Die Stasi-Frage oder „Dürfen wir als emanzipatorische Linke einen ehemaligen Stasi-Mitarbeiter verteidigen?“‘

„Seit dem Entfachen der Debatte um Andrej Holm ist das Thema „Stasi“ wieder im öffentlichen Diskurs angekommen. Und auch wir als Aktivist_innen und Besetzer_innen, die sich für Andrej Holm und seinen Verbleib an der Humboldt-Universität zu Berlin (HU) engagieren, sind uns der Wichtigkeit der Auseinandersetzung bewusst. Dieser Text versucht mit jener Auseinandersetzung zu beginnen und soll gleichzeitig als Antwort auf die stumpfe Argumentation von Holm-Gegner_innen dienen. Denn mit dem Scheinargument „Aber er war bei der Stasi!“ kommen wir in der Diskussion nicht weiter, lediglich verfestigen sich Fronten.
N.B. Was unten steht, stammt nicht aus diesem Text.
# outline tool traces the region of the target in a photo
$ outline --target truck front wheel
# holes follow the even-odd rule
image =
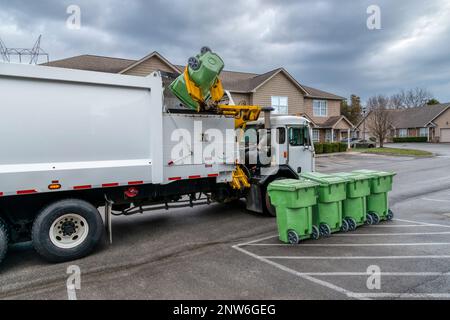
[[[0,219],[0,263],[6,256],[8,251],[8,229],[6,223]]]
[[[98,210],[82,200],[62,200],[44,208],[33,224],[36,251],[50,262],[66,262],[89,255],[104,232]]]

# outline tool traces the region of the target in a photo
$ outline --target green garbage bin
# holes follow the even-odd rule
[[[367,197],[367,210],[373,220],[372,223],[391,221],[394,218],[394,213],[389,208],[388,193],[392,191],[396,173],[374,170],[357,170],[354,173],[370,178],[371,194]]]
[[[367,211],[367,197],[370,192],[370,178],[357,173],[336,173],[336,177],[347,179],[347,199],[343,202],[344,220],[350,231],[372,222]]]
[[[304,173],[302,177],[319,183],[313,224],[319,226],[321,236],[329,237],[332,233],[348,231],[342,215],[342,202],[347,198],[347,180],[323,173]]]
[[[313,206],[317,203],[318,183],[300,179],[277,180],[268,187],[270,200],[277,211],[280,240],[298,244],[305,239],[319,239],[313,225]]]

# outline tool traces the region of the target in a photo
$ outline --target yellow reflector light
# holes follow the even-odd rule
[[[59,183],[52,183],[48,186],[49,190],[59,190],[61,189],[61,185]]]

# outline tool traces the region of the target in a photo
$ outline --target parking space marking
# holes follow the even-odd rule
[[[449,293],[352,293],[355,299],[450,299]]]
[[[367,277],[367,272],[301,272],[303,275],[314,277]],[[380,276],[386,277],[443,277],[450,276],[450,272],[380,272]]]
[[[313,257],[313,256],[263,256],[270,260],[409,260],[409,259],[450,259],[450,256],[353,256],[353,257]]]
[[[430,228],[430,227],[437,227],[433,225],[427,225],[427,224],[379,224],[375,226],[370,226],[370,228]]]
[[[428,227],[450,228],[450,225],[448,225],[448,224],[426,223],[426,222],[411,221],[411,220],[403,220],[403,219],[395,219],[395,221],[407,222],[407,223],[418,223],[418,224],[420,224],[420,225],[422,225],[422,226],[428,226]]]
[[[421,246],[449,246],[450,242],[422,242],[422,243],[302,243],[302,247],[421,247]],[[295,247],[284,243],[252,243],[243,247]]]
[[[263,241],[263,240],[260,240],[260,241]],[[240,251],[240,252],[242,252],[242,253],[244,253],[244,254],[246,254],[246,255],[248,255],[248,256],[250,256],[250,257],[252,257],[252,258],[254,258],[254,259],[256,259],[256,260],[258,260],[258,261],[267,263],[267,264],[269,264],[269,265],[271,265],[271,266],[273,266],[273,267],[275,267],[277,269],[280,269],[280,270],[282,270],[284,272],[287,272],[287,273],[289,273],[289,274],[291,274],[293,276],[302,278],[304,280],[308,280],[308,281],[310,281],[312,283],[315,283],[317,285],[320,285],[320,286],[326,287],[328,289],[334,290],[336,292],[342,293],[342,294],[346,295],[347,297],[351,297],[351,295],[354,294],[350,290],[344,289],[344,288],[339,287],[337,285],[334,285],[334,284],[332,284],[330,282],[327,282],[327,281],[324,281],[324,280],[320,280],[320,279],[316,279],[316,278],[308,276],[306,274],[302,274],[301,272],[295,271],[294,269],[291,269],[289,267],[283,266],[282,264],[276,263],[276,262],[268,260],[268,259],[264,259],[264,258],[254,254],[254,253],[251,253],[251,252],[249,252],[249,251],[247,251],[245,249],[242,249],[240,246],[241,245],[236,245],[236,246],[233,246],[233,248],[238,250],[238,251]],[[352,297],[352,298],[358,299],[358,300],[370,300],[370,297]]]
[[[441,199],[431,199],[431,198],[422,198],[424,201],[434,201],[434,202],[450,202],[450,200],[441,200]]]
[[[385,236],[428,236],[428,235],[446,235],[447,232],[416,232],[416,233],[341,233],[334,237],[385,237]]]

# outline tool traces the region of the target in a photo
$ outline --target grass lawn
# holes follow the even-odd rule
[[[428,151],[413,149],[396,149],[396,148],[374,148],[374,149],[353,149],[355,152],[383,154],[390,156],[412,156],[412,157],[431,157],[433,154]]]

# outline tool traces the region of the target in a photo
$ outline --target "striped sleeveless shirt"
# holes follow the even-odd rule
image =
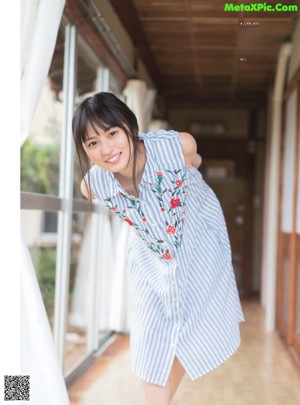
[[[165,386],[175,356],[192,380],[228,359],[240,345],[244,317],[217,197],[196,168],[187,169],[178,132],[140,139],[147,161],[138,197],[95,165],[90,185],[132,230],[132,371]]]

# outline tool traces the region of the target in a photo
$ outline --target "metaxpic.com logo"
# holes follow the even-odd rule
[[[248,3],[248,4],[234,4],[234,3],[225,3],[224,11],[227,12],[240,12],[240,11],[258,11],[258,12],[297,12],[298,5],[296,4],[282,4],[282,3]]]

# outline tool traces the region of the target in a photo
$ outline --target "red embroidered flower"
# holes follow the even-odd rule
[[[172,208],[178,207],[180,203],[181,203],[180,198],[171,198],[170,200],[170,205]]]
[[[113,212],[116,212],[116,211],[117,211],[117,208],[116,208],[116,207],[111,207],[111,210],[112,210]]]
[[[171,260],[172,259],[172,255],[171,255],[171,253],[170,252],[165,252],[162,256],[161,256],[163,259],[165,259],[165,260]]]
[[[170,235],[174,235],[175,232],[176,232],[176,228],[173,225],[169,225],[168,228],[166,229],[166,233],[168,233]]]
[[[184,222],[184,218],[181,218],[181,220],[180,220],[181,222]]]
[[[183,180],[175,180],[175,184],[176,184],[176,186],[178,186],[178,187],[181,187],[181,186],[182,186],[182,183],[183,183]]]
[[[156,172],[156,176],[157,176],[157,177],[164,177],[164,175],[163,175],[162,172]]]
[[[125,218],[124,221],[127,222],[127,224],[129,224],[130,226],[133,225],[133,222],[129,218]]]
[[[142,218],[142,221],[143,221],[143,222],[146,222],[146,221],[147,221],[147,218],[143,217],[143,218]]]
[[[161,207],[161,212],[164,212],[164,211],[166,211],[166,209],[164,208],[164,207]]]

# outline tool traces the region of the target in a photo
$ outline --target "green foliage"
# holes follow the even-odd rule
[[[36,271],[39,287],[50,323],[54,316],[56,248],[30,248],[32,262]],[[70,258],[69,299],[73,298],[77,260],[74,254]]]
[[[54,314],[56,248],[31,248],[32,261],[37,274],[49,320]]]
[[[26,140],[21,148],[21,190],[58,194],[59,147]]]

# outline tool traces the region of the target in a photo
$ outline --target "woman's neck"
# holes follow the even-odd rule
[[[144,142],[140,142],[136,161],[136,185],[138,186],[145,170],[147,161],[146,148]],[[125,191],[137,197],[136,185],[133,182],[133,160],[131,165],[128,166],[126,173],[115,173],[115,178],[121,184]]]

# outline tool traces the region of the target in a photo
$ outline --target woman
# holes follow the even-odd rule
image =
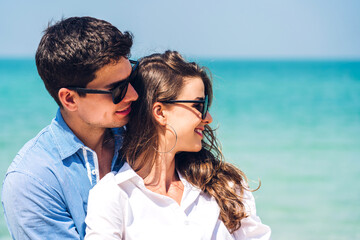
[[[206,70],[167,51],[143,58],[132,84],[126,162],[91,190],[86,239],[269,239],[209,126]]]

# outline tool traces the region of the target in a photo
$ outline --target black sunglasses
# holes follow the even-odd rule
[[[114,86],[109,91],[98,90],[98,89],[89,89],[89,88],[81,88],[81,87],[67,87],[67,89],[75,90],[77,92],[82,92],[82,93],[111,94],[113,103],[118,104],[119,102],[121,102],[121,100],[124,99],[124,97],[126,95],[126,92],[127,92],[127,89],[128,89],[128,86],[129,86],[129,83],[133,79],[134,72],[135,72],[136,68],[139,65],[138,61],[134,61],[134,60],[129,60],[129,61],[130,61],[131,65],[132,65],[130,76],[128,78],[118,82],[116,84],[116,86]]]
[[[201,103],[198,108],[196,108],[199,112],[201,112],[201,119],[206,118],[206,113],[209,110],[209,98],[208,95],[205,95],[204,100],[168,100],[168,101],[160,101],[162,103]]]

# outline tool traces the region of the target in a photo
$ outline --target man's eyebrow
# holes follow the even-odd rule
[[[122,82],[124,82],[124,84],[125,84],[125,82],[126,82],[127,80],[128,80],[128,78],[125,78],[125,79],[123,79],[123,80],[119,80],[119,81],[117,81],[117,82],[110,83],[110,84],[106,85],[104,88],[112,89],[112,88],[114,88],[114,87],[119,86],[120,84],[122,84]]]

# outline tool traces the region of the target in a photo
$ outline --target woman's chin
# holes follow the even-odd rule
[[[200,150],[202,149],[202,146],[195,146],[194,150],[192,152],[200,152]]]

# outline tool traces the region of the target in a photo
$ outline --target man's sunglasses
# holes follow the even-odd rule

Unser Ansatz als Besetzer_innen ist einer, der Diskussion zulässt, vielmehr sie forciert. Uns geht es um Kritik, um das Hinterfragen von Sachzwängen und Alltäglichkeiten. Und damit soll auch bei der Thematik des Umgangs mit einer Stasi-Vergangenheit Andrej Holms nicht Halt gemacht werden.

Wir besetzen das Institut für Sozialwissenschaften mit der Forderung Andrej Holm dort wieder zu beschäftigen und fühlen uns dadurch im Besonderen verpflichtet uns mit der Konstruktion von ostdeutschen Biografien vertraut zu machen. Denn auch hier lohnt es sich kritisch nachzufragen und die lückenhafte Erzählung wieder in den Fokus zu rücken.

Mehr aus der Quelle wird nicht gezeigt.